Исповедь женщины - страница 30

Шрифт
Интервал


«Такая голова» предъявилась дня через два и прямо к обеду.

Ел он необыкновенно много и так поспешно, точно думал, что каждую минуту у него могут отнять лакомое блюдо и затем он умрет от голода. Набросав себе в рот множество кусков и проглотив их с какою-то звериной жадностью, он как-то противно отвалился назад и, сопя, осматривал нас посоловевшими глазами. После обеда он сделал мне род экзамена. – Где и чему я училась, что читала, способна ли я понять всю прелесть – скрасить жизнь великому ученому и самоотверженно служить его гению, его открытиям, на удивление современникам и на благо потомству и т. д. Я нарочно ему отвечала обстоятельнейшим образом, внутренне смеясь. Островитинов остался результатом этих переговоров вполне доволен. Мысленно он поставил мне пять баллов, одобрительно кивал мне головой и сладко пробегал по всей моей фигуре своим отвратительно бесцеремонным взглядом. На другой же день он прислал мне письмо. Привожу его целиком, как оно было им написано. «Время дорого, и тратить его надо скупо. Потому буду краток. Вы мне понравились, думаю, что лучше жены я найти пока бы не смог. Впрочем, я снисходителен. Хотите разделить мою будущность, я поведу вас к славе. Мы, впрочем, уже поняли, как мне кажется, друг друга. Посему вступления излишни, делаю вам предложение. Через неделю свадьба, после чего едем за границу, ибо меня ждет моя берлинская лаборатория, – а наука прежде всего. Чтобы вы знали, где помещались мои произведения, привожу им точный список, вот они:

«О кровообращении у раков…» (следует наименование ученого журнала и указание отзывов, напечатанных в специальных изданиях).

«Нервы сверчка» (тоже).

«Энергия силы муравья по отношению к такой же у кузнечика». И так далее вплоть до знаменитого ряда бактерий, заключавшегося «бактериями патриотизма»…

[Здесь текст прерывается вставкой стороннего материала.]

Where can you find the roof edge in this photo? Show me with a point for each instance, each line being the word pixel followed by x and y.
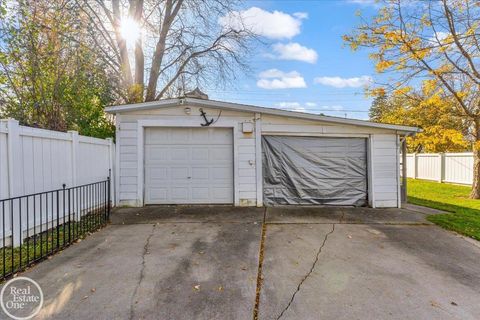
pixel 257 109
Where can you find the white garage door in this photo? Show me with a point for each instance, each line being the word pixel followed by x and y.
pixel 188 165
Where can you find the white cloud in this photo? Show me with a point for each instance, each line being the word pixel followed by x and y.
pixel 273 25
pixel 339 82
pixel 295 51
pixel 310 107
pixel 332 108
pixel 301 15
pixel 276 79
pixel 291 106
pixel 439 37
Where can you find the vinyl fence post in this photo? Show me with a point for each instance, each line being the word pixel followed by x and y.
pixel 441 176
pixel 14 182
pixel 74 135
pixel 415 165
pixel 111 161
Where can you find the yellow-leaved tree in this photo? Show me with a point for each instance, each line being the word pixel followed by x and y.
pixel 435 41
pixel 442 130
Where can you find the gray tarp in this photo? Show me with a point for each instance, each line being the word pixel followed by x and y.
pixel 311 170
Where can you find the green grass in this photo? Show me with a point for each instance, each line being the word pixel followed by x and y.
pixel 465 213
pixel 45 244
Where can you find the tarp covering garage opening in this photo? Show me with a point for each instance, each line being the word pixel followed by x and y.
pixel 313 170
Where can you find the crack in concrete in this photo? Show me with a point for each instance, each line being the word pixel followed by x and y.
pixel 308 273
pixel 142 273
pixel 260 267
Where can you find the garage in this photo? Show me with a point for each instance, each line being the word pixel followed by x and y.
pixel 314 171
pixel 193 150
pixel 188 166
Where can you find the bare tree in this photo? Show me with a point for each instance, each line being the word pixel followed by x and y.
pixel 182 43
pixel 433 43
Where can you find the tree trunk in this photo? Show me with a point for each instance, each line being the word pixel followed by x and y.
pixel 475 194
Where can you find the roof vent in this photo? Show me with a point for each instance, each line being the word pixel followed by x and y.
pixel 197 94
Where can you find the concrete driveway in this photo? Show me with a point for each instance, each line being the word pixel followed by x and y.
pixel 313 263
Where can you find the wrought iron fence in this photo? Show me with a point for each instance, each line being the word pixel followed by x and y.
pixel 36 226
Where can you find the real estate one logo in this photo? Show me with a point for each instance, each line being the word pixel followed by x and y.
pixel 21 298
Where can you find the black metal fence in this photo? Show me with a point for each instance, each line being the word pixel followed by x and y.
pixel 36 226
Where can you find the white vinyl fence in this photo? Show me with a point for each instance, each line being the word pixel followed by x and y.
pixel 36 160
pixel 441 167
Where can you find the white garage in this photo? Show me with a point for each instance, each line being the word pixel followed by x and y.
pixel 191 150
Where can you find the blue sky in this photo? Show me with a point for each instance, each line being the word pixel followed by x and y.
pixel 305 65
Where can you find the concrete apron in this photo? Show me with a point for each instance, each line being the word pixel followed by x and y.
pixel 366 264
pixel 317 263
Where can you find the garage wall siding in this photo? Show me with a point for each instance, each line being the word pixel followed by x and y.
pixel 384 149
pixel 385 170
pixel 127 140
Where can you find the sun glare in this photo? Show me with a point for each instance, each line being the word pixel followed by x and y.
pixel 130 30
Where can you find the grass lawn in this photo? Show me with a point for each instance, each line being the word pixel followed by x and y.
pixel 465 213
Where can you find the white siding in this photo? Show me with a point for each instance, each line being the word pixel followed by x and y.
pixel 385 170
pixel 384 157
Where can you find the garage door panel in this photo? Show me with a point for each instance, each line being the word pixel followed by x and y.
pixel 220 154
pixel 200 193
pixel 200 154
pixel 188 165
pixel 200 173
pixel 181 154
pixel 313 170
pixel 179 173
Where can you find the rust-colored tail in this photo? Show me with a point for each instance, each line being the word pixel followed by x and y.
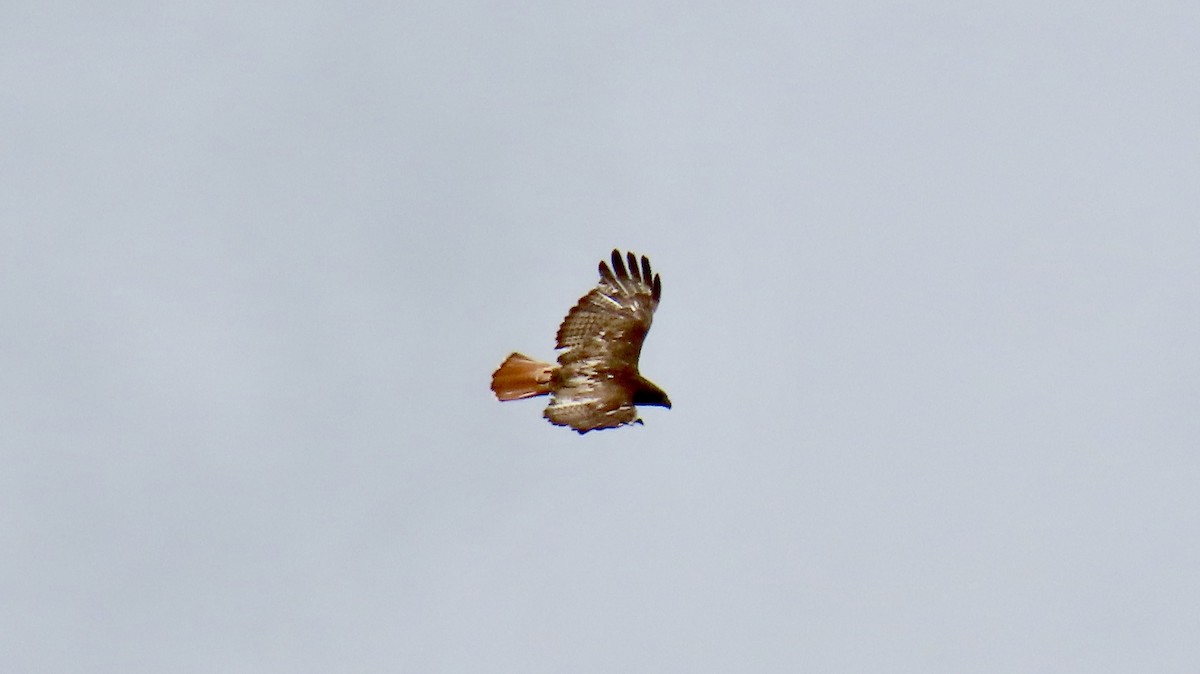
pixel 521 377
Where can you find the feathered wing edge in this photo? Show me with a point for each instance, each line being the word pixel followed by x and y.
pixel 630 295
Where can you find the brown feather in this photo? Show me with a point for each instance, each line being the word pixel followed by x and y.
pixel 521 377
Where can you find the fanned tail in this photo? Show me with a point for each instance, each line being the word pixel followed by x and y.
pixel 521 377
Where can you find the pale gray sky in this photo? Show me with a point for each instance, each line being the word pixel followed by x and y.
pixel 929 324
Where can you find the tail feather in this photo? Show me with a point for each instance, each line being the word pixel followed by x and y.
pixel 521 377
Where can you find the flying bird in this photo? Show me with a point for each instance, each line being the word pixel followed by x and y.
pixel 595 384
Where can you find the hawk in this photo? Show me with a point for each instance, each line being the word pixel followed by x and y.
pixel 595 384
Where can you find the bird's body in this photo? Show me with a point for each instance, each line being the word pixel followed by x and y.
pixel 597 383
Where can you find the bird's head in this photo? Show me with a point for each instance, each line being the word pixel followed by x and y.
pixel 651 395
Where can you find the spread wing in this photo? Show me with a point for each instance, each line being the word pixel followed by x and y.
pixel 603 336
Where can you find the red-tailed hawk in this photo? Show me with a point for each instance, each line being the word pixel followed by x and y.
pixel 595 383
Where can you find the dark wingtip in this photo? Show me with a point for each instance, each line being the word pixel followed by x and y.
pixel 618 265
pixel 633 266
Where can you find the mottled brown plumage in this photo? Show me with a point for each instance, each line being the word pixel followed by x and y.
pixel 595 384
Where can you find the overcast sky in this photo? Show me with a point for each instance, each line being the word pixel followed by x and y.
pixel 930 324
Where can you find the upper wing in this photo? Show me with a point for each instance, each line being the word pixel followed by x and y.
pixel 603 336
pixel 613 318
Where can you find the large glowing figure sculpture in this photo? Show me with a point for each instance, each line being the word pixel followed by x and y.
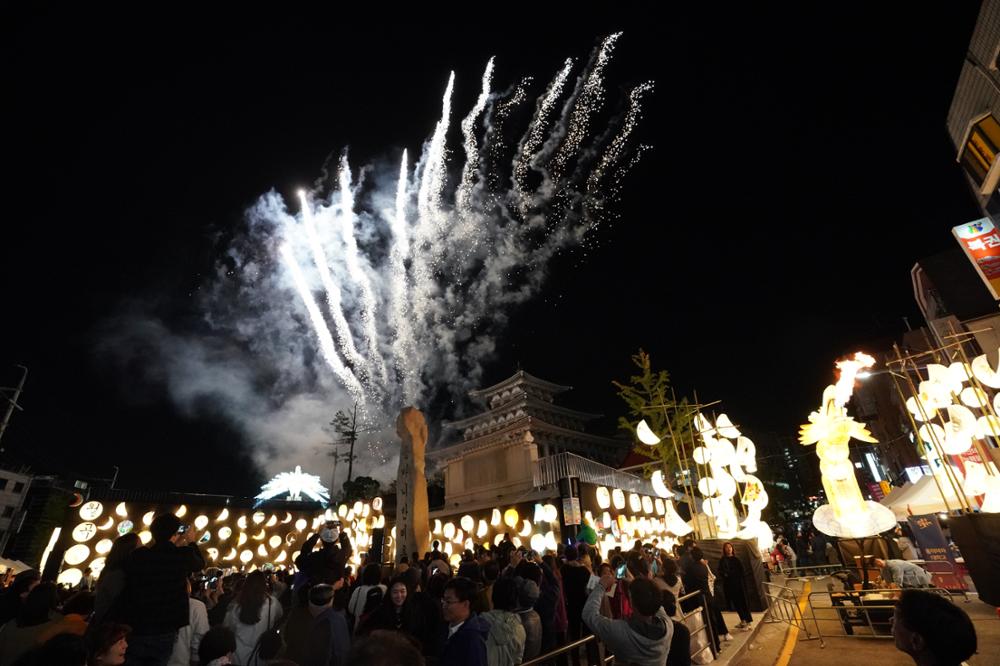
pixel 848 514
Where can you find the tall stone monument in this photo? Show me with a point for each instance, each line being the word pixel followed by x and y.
pixel 412 525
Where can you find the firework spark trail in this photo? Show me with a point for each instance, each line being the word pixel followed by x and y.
pixel 590 101
pixel 402 344
pixel 536 130
pixel 416 304
pixel 333 296
pixel 618 145
pixel 463 199
pixel 326 345
pixel 352 259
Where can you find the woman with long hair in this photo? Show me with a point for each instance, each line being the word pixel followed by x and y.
pixel 112 580
pixel 734 584
pixel 253 613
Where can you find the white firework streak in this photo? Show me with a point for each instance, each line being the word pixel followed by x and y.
pixel 590 101
pixel 402 344
pixel 327 348
pixel 536 130
pixel 463 199
pixel 618 145
pixel 333 299
pixel 352 259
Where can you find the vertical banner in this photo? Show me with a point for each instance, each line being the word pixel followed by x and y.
pixel 980 240
pixel 932 541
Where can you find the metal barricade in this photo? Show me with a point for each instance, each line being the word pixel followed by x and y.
pixel 857 609
pixel 783 606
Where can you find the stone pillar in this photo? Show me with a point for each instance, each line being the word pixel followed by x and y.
pixel 412 525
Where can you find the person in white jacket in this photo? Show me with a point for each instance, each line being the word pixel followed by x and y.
pixel 189 637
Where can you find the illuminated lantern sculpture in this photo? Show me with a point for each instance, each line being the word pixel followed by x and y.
pixel 848 515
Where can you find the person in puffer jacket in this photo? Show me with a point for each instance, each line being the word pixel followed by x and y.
pixel 505 642
pixel 527 596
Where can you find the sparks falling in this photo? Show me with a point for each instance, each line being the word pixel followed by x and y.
pixel 418 274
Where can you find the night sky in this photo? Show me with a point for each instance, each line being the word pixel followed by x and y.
pixel 800 168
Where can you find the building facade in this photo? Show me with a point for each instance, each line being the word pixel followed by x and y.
pixel 497 450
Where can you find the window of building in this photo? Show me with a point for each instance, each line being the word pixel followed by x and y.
pixel 980 150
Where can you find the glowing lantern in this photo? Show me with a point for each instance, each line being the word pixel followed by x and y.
pixel 70 577
pixel 646 434
pixel 84 532
pixel 91 510
pixel 76 554
pixel 510 518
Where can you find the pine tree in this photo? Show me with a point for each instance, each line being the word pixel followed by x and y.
pixel 649 396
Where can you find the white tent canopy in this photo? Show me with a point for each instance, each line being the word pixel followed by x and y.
pixel 919 498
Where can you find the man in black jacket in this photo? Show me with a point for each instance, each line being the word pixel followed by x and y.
pixel 156 599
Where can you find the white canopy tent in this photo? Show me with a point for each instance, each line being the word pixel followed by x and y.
pixel 919 498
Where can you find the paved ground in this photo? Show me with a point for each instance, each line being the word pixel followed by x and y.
pixel 770 643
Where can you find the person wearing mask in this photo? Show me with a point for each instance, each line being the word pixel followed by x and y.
pixel 367 596
pixel 330 638
pixel 189 637
pixel 932 630
pixel 325 565
pixel 642 640
pixel 389 614
pixel 155 595
pixel 254 612
pixel 107 644
pixel 734 585
pixel 505 641
pixel 465 642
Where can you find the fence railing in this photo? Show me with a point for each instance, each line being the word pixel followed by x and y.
pixel 549 469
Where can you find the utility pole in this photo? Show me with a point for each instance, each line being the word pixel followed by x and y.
pixel 12 402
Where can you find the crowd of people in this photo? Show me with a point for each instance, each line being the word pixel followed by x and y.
pixel 159 604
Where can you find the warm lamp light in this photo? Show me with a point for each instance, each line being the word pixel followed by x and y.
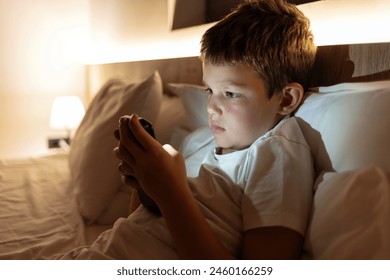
pixel 66 113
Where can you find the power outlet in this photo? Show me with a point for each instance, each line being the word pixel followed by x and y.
pixel 56 142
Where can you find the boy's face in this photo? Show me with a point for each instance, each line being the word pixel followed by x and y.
pixel 239 111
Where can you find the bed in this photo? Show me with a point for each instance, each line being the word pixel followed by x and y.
pixel 53 203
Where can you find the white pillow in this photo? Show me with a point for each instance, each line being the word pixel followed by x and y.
pixel 194 99
pixel 348 125
pixel 93 166
pixel 350 216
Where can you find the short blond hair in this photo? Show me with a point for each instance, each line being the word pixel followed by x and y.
pixel 271 36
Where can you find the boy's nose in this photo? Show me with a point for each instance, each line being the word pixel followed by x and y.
pixel 214 106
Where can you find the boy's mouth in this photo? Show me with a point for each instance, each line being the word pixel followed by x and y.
pixel 216 128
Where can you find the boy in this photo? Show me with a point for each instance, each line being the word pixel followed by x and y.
pixel 253 193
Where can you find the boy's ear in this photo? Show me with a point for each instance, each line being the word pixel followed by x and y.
pixel 292 96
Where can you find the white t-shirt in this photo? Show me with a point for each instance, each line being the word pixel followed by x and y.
pixel 268 184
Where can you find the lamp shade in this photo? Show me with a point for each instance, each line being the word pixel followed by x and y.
pixel 66 112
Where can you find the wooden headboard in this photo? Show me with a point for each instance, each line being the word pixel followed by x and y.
pixel 334 64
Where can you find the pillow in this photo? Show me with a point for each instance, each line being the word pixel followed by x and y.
pixel 93 166
pixel 347 125
pixel 350 216
pixel 195 101
pixel 172 117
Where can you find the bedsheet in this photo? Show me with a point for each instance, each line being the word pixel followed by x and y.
pixel 38 213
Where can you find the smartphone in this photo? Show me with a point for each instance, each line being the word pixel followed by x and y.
pixel 143 197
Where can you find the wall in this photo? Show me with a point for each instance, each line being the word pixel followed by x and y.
pixel 42 42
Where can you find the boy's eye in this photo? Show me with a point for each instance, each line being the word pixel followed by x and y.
pixel 208 91
pixel 231 94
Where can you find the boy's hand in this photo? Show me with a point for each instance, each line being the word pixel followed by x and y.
pixel 159 170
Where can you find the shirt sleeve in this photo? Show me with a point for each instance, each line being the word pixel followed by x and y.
pixel 278 185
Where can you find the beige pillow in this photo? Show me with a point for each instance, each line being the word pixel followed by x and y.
pixel 194 99
pixel 93 166
pixel 350 216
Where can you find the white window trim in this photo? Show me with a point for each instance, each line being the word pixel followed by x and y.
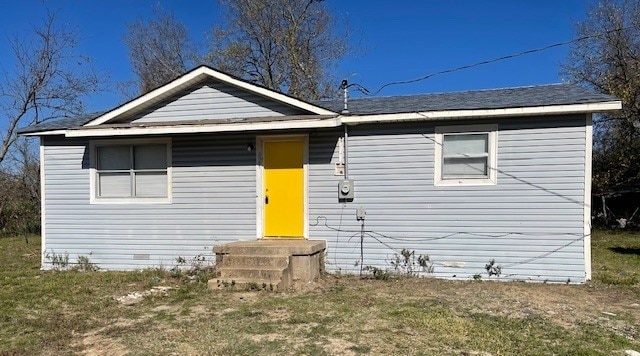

Зачем я вспоминаю об этом теперь? До того ли мне? Не знаю, но так приятно останавливаться на каждой, пустой даже, мелочи моего прошлого, переживая его опять, день за днем, час за часом… Я и теперь, приговоренная, смеюсь, как тогда, смеюсь от души, перечитывая письмо этого влюбленного в себя ученого. Он, впрочем, плохо кончил, бедный. Ему удалось, наконец, прельстить своими открытиями какую-то старую деву с большими деньгами. Но – увы! – уехав с ним в Берлин, она увлеклась его ассистентом, плечистым немцем, и отправилась с ним куда-то далеко, оставив мужа с его ретортами, колбами и ушами вроде котельных ручек, но без гроша денег. Так же неудачно кончил и наш родственник «либр-пансёр». Он все время носился со своим неверием, стараясь развивать всех подходивших и не подходивших к этому субъектов, пока не наткнулся на совершенно непредвиденное им обстоятельство. Спиритизм был тогда в моде, и, между прочим, тетя пригласила к себе какую-то провинциальную актрису, славившуюся в качестве удивительного медиума и поэтому страдавшею водо- и мылобоязнью. Она была, что называется, на все руки: между прочим, пела в оперетке, ухитряясь делать это без всякого голоса. Некрасивая, она смотрела вдохновенно и закидывала волосы назад, приготовляясь к сеансу. К нам она явилась с сигарным ящиком без крышки; поперек его была вделана проволока, а в боках проделаны отверстия. Сквозь эти отверстия на проволоке лежала линейка с алфавитом. Медиум госпожа Офоськина и еще кто-нибудь касались руками концов линейки, она начинала шевелиться, двигаться и там, где останавливалась, буква, находившаяся в этот момент у проволоки, отмечалась… Сначала дело не шло, «либр-пансёр» мешал своими шуточками, которые он находил остроумными и сам первый хохотал над ними.